TANGERANGNEWS.com- Kondisi ekonomi yang tidak menggembirakan memberikan dampak serius bagi para peternak hewan kurban. Harapan untuk meraup untung besar jelang Idul Adha tahun ini tampaknya harus pupus.
Berdasarkan hasil kajian dari Institute for Demographic and Affluence Studies (IDEAS), potensi nilai ekonomi kurban nasional pada 2025 justru merosot menjadi Rp27,1 triliun. Angka ini bahkan lebih rendah dibanding saat pandemi Covid-19.
IDEAS mengungkapkan, tren penurunan ini terlihat dari berkurangnya jumlah pekurban tahun ini dibandingkan 2024. Bila pada tahun lalu tercatat 2,16 juta orang melaksanakan kurban, maka tahun ini hanya diperkirakan sekitar 1,92 juta orang.
"Artinya, ada penurunan potensi sekitar 233 ribu pekurban dalam satu tahun terakhir," kata Tira Mutiara dari IDEAS dikutip dari Jawapos, Jumat 6 Juni 2025.
Dari proyeksi tersebut, kebutuhan terbesar masih didominasi oleh hewan kurban jenis domba dan kambing yang mencapai 1,1 juta ekor. Sementara sapi menyumbang sekitar 503 ribu ekor.
"Selain itu, kami juga memproyeksikan potensi nilai ekonomi kurban Indonesia tahun 2025 sebesar Rp 27,1 triliun. Proyeksi ini juga turun dari proyeksi tahun sebelumnya (2024) yang diestimasikan mencapai Rp 28,3 triliun," ujar Tira.
Yang mengejutkan, jumlah pekurban pada tahun ini bahkan lebih rendah dibanding saat masa pandemi. Pada 2021 lalu, jumlah pekurban masih berada di angka 2,11 juta, sementara pada 2022 naik menjadi 2,17 juta.
Tira menjelaskan, merosotnya angka ini tak lepas dari menurunnya jumlah masyarakat kelas menengah dan atas yang selama ini menjadi kelompok dominan dalam pelaksanaan kurban.
"Hal tersebut diperparah oleh kurang memadainya kebijakan dari negara untuk menjaga kelas menengah dan atas tersebut. Inilah yang membedakan masa sulit tahun ini dengan masa pandemi," ungkapnya.
Menurut Tira, meskipun pandemi menimbulkan krisis yang lebih luas, saat itu pemerintah masih mampu memberikan dorongan melalui stimulus ekonomi dan kebijakan sektor keuangan. Selain itu, harga komoditas global sempat melonjak, memberi dampak positif bagi kelompok menengah dan atas.
Namun saat ini, pukulan terbesar datang dari sektor industri padat karya yang mengalami tekanan berat hingga menyebabkan gelombang pemutusan hubungan kerja (PHK) secara masif.

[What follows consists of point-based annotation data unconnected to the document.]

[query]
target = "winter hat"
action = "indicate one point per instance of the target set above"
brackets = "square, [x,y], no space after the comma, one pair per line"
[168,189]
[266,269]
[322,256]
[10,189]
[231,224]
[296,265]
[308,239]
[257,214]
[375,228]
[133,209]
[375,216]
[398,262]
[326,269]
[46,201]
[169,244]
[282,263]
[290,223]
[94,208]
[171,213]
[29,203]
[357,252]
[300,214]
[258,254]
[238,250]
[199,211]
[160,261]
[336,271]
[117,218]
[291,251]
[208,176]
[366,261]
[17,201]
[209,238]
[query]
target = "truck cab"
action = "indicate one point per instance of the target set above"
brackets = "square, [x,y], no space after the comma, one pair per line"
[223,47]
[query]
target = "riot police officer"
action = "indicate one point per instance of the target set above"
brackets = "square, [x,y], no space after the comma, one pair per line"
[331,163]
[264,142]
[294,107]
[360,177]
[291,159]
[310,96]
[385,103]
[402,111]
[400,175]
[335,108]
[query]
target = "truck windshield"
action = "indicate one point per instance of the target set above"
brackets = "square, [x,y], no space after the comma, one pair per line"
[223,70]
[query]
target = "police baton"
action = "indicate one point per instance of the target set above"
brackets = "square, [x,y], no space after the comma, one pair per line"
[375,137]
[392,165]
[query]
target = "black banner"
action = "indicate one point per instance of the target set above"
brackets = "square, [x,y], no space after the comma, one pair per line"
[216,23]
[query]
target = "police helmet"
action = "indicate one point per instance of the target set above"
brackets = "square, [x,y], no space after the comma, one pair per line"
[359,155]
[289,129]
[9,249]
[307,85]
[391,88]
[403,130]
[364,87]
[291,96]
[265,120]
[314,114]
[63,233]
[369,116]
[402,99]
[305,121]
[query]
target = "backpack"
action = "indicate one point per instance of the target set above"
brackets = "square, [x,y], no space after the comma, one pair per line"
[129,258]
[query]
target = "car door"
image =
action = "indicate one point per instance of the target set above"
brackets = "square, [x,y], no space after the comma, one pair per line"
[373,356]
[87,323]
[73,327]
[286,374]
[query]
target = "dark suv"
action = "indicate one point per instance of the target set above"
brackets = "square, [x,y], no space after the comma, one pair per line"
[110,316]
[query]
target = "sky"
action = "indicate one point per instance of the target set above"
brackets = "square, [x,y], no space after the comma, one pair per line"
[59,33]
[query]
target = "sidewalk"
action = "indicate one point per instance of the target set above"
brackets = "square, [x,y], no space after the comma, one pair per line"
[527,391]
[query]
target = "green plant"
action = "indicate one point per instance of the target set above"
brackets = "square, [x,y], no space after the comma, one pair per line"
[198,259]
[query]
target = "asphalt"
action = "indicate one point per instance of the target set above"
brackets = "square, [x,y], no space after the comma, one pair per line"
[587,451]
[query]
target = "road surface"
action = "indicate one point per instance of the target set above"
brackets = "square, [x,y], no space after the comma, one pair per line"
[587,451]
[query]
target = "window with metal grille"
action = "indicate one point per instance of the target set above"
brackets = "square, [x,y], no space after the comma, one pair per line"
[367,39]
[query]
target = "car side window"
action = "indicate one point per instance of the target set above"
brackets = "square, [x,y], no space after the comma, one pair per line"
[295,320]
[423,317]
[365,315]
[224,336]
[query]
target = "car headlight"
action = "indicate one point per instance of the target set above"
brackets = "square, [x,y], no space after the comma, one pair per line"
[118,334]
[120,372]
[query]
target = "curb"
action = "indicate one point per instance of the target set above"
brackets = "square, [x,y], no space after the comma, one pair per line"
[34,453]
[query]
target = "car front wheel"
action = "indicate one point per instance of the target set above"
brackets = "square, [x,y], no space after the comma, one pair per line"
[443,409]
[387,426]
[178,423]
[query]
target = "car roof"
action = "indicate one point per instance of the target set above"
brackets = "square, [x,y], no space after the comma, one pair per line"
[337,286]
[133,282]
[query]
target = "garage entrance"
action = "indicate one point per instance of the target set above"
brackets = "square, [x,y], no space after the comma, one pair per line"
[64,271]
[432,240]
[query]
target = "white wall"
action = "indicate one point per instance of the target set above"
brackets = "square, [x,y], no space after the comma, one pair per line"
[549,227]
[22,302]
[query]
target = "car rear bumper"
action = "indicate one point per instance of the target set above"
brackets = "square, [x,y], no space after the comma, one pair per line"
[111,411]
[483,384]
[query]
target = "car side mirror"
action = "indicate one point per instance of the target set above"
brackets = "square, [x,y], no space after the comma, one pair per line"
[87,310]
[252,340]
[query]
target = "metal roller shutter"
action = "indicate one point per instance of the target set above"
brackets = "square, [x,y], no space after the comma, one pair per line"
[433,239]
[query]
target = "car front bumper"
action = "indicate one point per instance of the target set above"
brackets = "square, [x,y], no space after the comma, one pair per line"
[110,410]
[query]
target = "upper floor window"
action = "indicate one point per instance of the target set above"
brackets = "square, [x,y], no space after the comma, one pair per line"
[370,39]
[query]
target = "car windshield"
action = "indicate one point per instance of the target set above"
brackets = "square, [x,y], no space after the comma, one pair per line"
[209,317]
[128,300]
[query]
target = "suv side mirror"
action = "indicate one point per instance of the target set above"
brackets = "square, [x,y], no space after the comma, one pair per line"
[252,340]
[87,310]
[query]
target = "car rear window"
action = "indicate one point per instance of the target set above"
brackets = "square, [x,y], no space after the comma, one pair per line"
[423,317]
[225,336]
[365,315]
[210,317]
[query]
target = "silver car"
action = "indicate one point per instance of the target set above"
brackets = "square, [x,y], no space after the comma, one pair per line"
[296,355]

Data mencatat sepanjang 2024 ada 77.965 pekerja yang terkena PHK. Wilayah dengan dampak tertinggi termasuk Jakarta (17.085 orang), Jawa Tengah (13.130), Banten (13.042), dan Jawa Barat (10.661).
"Sedangkan, sejak Januari hingga 20 Mei 2025, terdapat 26.455 orang yang di-PHK, yang juga melanda kota-kota besar yang selama ini menjadi daerah yang surplus daging kurban atau daerah basis pekurban terbanyak," jelas Tira.
Lebih jauh, ia menyebut penurunan jumlah pekurban juga dipengaruhi oleh melemahnya sentimen publik terhadap kondisi ekonomi nasional. Ini diperburuk dengan melambatnya investasi dan kekhawatiran atas ketidakpastian global yang dipicu konflik dagang antara Amerika Serikat dan Tiongkok.
Kondisi ini mendorong kelompok masyarakat kelas menengah awal untuk menahan pengeluaran, khususnya di luar kebutuhan pokok.
"Kondisi seperti ini sebetulnya sudah terasa sejak denyut perputaran ekonomi mudik menurun secara drastis, yang menyebabkan ekonomi Indonesia pada triwulan pertama tahun 2025 hanya tumbuh 4,87 persen," kata Tira.